Only minor issue I have is with the title which is a bit precious and too on the nose.

Monday, March 21, 2022

Reader's Diary #2295 - Samuel Beckett: Dante and the Lobster

It's a bit, maybe intentionally so, difficult to first get into Samuel Beckett's "Dante and the Lobster." It opens with a man named Belacqua struggling to understand a passage of Dante's Inferno. As it moves from there, I too had had some difficulty with the language as it was very local, dated, and like Belacqua himself, a bit on the pretentious side.

After finally getting into the style, the story sadly didn't amount to much. Basically he prepares a meal for his aunt who is also his Italian teacher. He's mortified however to learn that lobsters are boiled alive. It seems like a odd, non-important conclusion to me. But Belacqua at least was interesting, reminding me at times of Ignatius Reilly from A Confederacy of Dunces

Monday, March 14, 2022

Reader's Diary #2294 - Erin Francis Fisher: The Goddess Lisa

It's the end of the world in Erin Francis Fisher's short story, "The Goddess Lisa" and even now there's a glimmer of happiness.

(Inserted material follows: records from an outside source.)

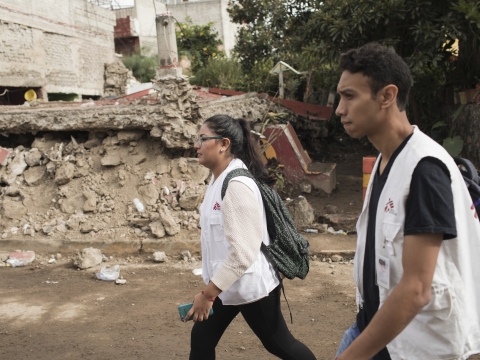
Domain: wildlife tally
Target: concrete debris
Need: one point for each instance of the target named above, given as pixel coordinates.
(171, 227)
(35, 175)
(159, 256)
(125, 137)
(157, 229)
(117, 77)
(64, 173)
(33, 157)
(4, 255)
(21, 258)
(347, 221)
(331, 209)
(301, 212)
(305, 186)
(149, 194)
(87, 258)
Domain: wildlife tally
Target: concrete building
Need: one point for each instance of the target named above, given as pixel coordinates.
(136, 25)
(205, 11)
(57, 48)
(136, 28)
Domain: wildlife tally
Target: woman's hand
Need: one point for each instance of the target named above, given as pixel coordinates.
(200, 309)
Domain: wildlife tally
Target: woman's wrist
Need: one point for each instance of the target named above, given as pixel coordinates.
(209, 298)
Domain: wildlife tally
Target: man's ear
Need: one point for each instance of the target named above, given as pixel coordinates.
(388, 96)
(226, 143)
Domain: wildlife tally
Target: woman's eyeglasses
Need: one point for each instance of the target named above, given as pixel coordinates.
(200, 139)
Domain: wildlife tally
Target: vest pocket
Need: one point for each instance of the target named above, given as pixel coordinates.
(391, 231)
(216, 227)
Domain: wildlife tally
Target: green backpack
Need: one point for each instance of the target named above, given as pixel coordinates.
(288, 252)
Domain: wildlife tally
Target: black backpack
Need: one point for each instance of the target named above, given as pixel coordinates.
(288, 251)
(472, 180)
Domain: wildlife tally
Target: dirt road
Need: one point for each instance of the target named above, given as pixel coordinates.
(83, 318)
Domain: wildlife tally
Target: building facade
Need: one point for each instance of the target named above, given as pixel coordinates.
(57, 48)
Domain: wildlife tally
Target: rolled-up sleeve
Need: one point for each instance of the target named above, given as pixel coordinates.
(242, 222)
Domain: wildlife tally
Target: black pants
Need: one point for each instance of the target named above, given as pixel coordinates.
(265, 319)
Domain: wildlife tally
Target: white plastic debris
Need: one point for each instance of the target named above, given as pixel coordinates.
(138, 204)
(197, 271)
(15, 262)
(109, 274)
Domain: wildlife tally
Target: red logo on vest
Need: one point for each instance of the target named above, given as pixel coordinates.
(389, 206)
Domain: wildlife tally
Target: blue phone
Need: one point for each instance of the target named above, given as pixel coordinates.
(185, 308)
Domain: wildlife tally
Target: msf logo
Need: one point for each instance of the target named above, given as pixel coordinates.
(390, 207)
(474, 211)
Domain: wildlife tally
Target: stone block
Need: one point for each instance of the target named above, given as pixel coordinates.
(87, 258)
(64, 173)
(35, 175)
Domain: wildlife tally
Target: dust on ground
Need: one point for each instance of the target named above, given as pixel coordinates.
(81, 317)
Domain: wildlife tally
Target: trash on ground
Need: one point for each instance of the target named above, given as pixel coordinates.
(20, 258)
(197, 271)
(330, 230)
(109, 274)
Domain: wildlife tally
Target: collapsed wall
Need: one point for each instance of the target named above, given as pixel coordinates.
(68, 177)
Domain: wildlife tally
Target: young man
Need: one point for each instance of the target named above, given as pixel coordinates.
(416, 265)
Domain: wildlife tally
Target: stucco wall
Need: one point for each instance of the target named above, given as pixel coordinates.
(61, 46)
(204, 11)
(145, 15)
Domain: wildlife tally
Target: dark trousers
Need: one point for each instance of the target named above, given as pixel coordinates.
(265, 319)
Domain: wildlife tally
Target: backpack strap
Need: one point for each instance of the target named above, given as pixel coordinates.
(270, 224)
(470, 172)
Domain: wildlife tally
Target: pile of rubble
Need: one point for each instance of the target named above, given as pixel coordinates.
(73, 188)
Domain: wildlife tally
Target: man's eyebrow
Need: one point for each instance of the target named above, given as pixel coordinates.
(344, 91)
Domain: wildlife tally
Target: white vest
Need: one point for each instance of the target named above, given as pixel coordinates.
(448, 327)
(259, 279)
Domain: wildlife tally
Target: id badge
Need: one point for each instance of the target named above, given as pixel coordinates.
(383, 271)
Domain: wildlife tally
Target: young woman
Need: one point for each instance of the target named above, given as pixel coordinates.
(238, 276)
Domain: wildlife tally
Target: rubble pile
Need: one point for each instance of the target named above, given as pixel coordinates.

A couple, one of whom is pregnant, have on heat resistant clothing and believe themselves to be at a safe distance to witness the death of the sun. There's a lot of emotion and poetic description here that I quite enjoyed.

Monday, March 07, 2022

Reader's Diary #2293 - Ken Liu: Thoughts and Prayers

 Missing Black Mirror, Ken Liu's short story "Thoughts and Prayers" scratched my itch for technology-based not-too-distant future dystopia. 

About a university student who gets killed by a shooter at a concert, the story begins with a lot of provocative philosophy about what it means to be preserved online. Then it veers into a exploration of online hate and trolling. Uniting these two themes is the idea of a life as a symbol. It's dark and using different voices to tell the story, extremely well told.

Tuesday, March 01, 2022

Reader's Diary #2292 - Mohammad Sabaaneh: Power of Dreams / My Story is Palestine


As a comic, I'm not entirely sure that Mohammad Sabaaneh's Power Born of Dreams: My Story is Palestine works. As a piece of art, I think it does.

It's about a friendship between a bird and a Palestinian prisoner and the stories, memories they share. It's confusing though and following a plot, or even always getting the point being made, is sometimes difficult. The emotions, however are obvious. The black and white linocuts are mesmerizing. Luckily, for those wanting to know more about the Israeli occupation of the West Bank and Gaza, there's a text section at the end. I think I'd have preferred it at the front to provide more context for the art.